On October 12th, 60 Letcher County Central High School (LCCHS) chemistry students studied watershed quality at Lilley Cornett Woods. Led by Regina Donour, LCCHS chemistry teacher, and Eastern Kentucky University faculty, students assessed four watersheds in close proximity to the Lilley Cornett Woods Research Center. In order to determine the healthiest of the four watersheds, students collected and assessed biotic index, pH, DO, conductivity, temperature, turbidity, major land use, and riparian vegetation. Students considered each of these water quality parameters when determining the healthiest watershed.

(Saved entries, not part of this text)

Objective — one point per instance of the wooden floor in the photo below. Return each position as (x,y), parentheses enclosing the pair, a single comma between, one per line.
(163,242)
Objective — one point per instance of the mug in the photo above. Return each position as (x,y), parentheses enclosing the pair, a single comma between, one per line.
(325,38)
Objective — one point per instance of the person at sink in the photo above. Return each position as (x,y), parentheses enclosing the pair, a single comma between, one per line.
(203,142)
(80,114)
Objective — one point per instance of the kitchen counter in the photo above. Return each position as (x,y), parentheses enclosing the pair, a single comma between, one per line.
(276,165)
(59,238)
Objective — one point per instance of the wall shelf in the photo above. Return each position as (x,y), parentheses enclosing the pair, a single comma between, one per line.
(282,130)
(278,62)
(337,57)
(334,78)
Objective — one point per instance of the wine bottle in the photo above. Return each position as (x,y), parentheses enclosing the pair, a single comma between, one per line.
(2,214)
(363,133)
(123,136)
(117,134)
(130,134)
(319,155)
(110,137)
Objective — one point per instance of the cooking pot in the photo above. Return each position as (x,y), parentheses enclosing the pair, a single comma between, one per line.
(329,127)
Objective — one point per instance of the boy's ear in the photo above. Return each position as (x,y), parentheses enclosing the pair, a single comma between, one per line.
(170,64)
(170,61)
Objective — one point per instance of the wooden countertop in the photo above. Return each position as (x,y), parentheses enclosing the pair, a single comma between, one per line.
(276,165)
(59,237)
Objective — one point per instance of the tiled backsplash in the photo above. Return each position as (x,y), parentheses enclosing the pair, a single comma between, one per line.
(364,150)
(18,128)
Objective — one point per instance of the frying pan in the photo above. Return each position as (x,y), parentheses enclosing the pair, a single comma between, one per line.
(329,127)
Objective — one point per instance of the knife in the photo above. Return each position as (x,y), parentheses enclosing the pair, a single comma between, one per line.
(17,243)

This watershed quality lesson is part of the greater chemistry education goal of helping students develop a better understanding of how humans impact watersheds. Studying the human impact to watersheds is a way for students to conceptualize chemistry lessons that are often learned in the classroom. Making these fundamental chemistry lessons applicable to real world situations, fosters a better understanding of both the chemistry content and the real-world watershed issues faced by students and the community. The hope is that through chemistry and watershed quality education, students will develop a chemical understanding of what is happening to our watersheds; for example, students will be able to connect acid mine drainage to the chemical process of pyrite oxidation.
Regina Donour based Wednesday’s lesson at Lilley Cornett Woods on Kentucky River Watershed Watch materials and procedures for water testing and stream assessments. With the lesson being extremely comprehensive and successful, there is potential for this learning program to be adopted by other schools around the state of Kentucky. This is an ideal step forward in terms of water quality education and awareness and promoting the well-being of Kentucky’s watersheds.